And the community is excited. Before last week's game, they held a rally and bonfire to raise money to send the team to the game on a charter bus.

Amador bon fireAmador County turns out for a rally to support the Amador Buffaloes football team prior to taking on Bradshaw Christian in a CIF Sac Joaquin Section Division VI game. Amador won the game 30-7. Kim Martin / Courtesy

"Oh, we have an amazing community just to come out. Our crowd last week was double, triple the opposing team's crowd," says starting free safety and wide receiver Eric Moreno.

When the Buffaloes won, parents used social media to raise money for a bus and hotel for Saturday's playoff game in San Francisco.

Kim Martin's son, Dustin, is a linebacker on the team. She says it took less than a day for residents, family and alumni to donate more than $10,000.

"I knew that people were going to be generous and were going to donate," Martin says. "I thought it was going to take a lot longer than it did to get that money because we are a school of about 600 people."

She says one alumni was particularly generous with donations totaling nearly $1,800 and he doesn't even have kids going to the school.

Head Coach Bill Baker says the community's generosity and positivity have been "wonderful" and the kids have responded.

"They're hard workers," Baker laughingly says. "They have a great sense of humor, tremendous energy when it's channeled correctly. They're fantastic to be around and there's questions when that happens, to be honest with you. But, it's fun. It's a small high school. They're having a good time, the way it should be."

Amador Rocks

The coach says he expects effort.

Baker himself grew up in Plymouth and played defensive back and running back at Amador High in the early 80s, using his one good hand to carry the ball. He returned as an assistant coach in 1988 and was then hired as a teacher three years later.

Some of the players on the 1988 playoff team are on his staff today. 

The players come from all over Amador County: Sutter Creek (population 2,500), Plymouth (population 970), and Drytown (population 170), among others.

Reese Gilmore's father, Bryan, was raised in Amador County as well.

Gilmore's an electrical contractor and runs a business called Short Circuit Electric that his dad started 40 years ago. He says the recession hit this area hard.
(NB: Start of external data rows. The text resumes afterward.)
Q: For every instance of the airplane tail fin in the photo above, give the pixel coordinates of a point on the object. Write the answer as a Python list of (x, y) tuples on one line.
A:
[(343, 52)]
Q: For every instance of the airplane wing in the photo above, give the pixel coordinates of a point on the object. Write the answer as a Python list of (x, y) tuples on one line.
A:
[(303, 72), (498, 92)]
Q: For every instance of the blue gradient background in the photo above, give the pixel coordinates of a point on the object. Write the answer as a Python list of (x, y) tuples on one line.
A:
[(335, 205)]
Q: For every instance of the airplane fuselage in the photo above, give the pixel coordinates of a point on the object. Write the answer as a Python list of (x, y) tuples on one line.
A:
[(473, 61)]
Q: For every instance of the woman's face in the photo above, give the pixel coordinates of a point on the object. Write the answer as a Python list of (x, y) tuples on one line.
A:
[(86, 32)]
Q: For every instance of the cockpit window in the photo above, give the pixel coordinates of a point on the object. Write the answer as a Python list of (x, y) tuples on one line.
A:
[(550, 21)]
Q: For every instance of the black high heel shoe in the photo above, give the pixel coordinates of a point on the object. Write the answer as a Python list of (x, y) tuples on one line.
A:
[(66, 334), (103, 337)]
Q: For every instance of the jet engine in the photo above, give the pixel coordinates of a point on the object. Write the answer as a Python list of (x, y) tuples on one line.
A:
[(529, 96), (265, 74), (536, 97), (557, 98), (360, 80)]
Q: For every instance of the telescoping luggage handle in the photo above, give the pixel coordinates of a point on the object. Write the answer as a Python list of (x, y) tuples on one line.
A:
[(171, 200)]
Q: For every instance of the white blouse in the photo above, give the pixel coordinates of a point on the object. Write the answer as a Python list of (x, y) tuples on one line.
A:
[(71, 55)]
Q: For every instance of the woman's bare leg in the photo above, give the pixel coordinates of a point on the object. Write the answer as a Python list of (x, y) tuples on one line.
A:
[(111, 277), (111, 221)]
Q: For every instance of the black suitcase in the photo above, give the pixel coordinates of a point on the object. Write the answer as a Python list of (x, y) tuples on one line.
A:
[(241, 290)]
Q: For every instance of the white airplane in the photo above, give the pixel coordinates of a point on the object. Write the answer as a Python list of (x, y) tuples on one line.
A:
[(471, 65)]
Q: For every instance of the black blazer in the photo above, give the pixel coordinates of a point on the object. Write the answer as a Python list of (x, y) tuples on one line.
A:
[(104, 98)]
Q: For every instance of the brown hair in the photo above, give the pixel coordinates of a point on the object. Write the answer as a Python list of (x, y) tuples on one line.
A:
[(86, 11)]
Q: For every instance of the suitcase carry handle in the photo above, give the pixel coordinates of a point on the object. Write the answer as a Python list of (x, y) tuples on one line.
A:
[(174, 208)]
"Everyone here had to fight through that because it's all small businesses," Gilmore says. "There's no corporations here. It's all small business and everyone's fought through it. I think the kids fight like their parents fight."

He says he considers the kids part of the family.

"The boys that are playing? I coached them when they were eight all the way to high school and so, they're like my kids. I just like being around 'em."

Every Thursday morning during the fall, Gilmore's father would get up early and prepare dinner for the players and coaches after the last practice before that week's games.

"We got a smoker —a big 250-gallon propane tank that I turned into a smoker. So, we've done ribs, tri-tip, pork shoulder, hamburgers," Bryan Gilmore says.

Amador Bryan Gilmore smoker

Amador High alum and parent Bryan Gilmore cooks dinner in a home-built smoker every Thursday throughout the football season. He is cooking at least one more meal than in previous years as Amador continues to win postseason games. Bob Moffitt / Capital Public Radio

 

As for the Thursday night barbecue, Bryan Gilmore stayed true to form, to the relief of his son.

"This week, I thought we weren't gonna do it," Gilmore says. "But, I talked to my son and he says, 'Dad, you'll ruin us! You'll jinx the whole team if you don't cook for the team!' "

Asked if his son was looking for ways for dad to do more work, he says as a reply, "That's right, but I don't mind. I'll do it all day long for the boys."

Amador will play at Lincoln High School in San Francisco at noon on Saturday.

The football team is not the first Amador team to win a section championship. The girls cross-country has won three and the girls soccer teams have won two in the past four years.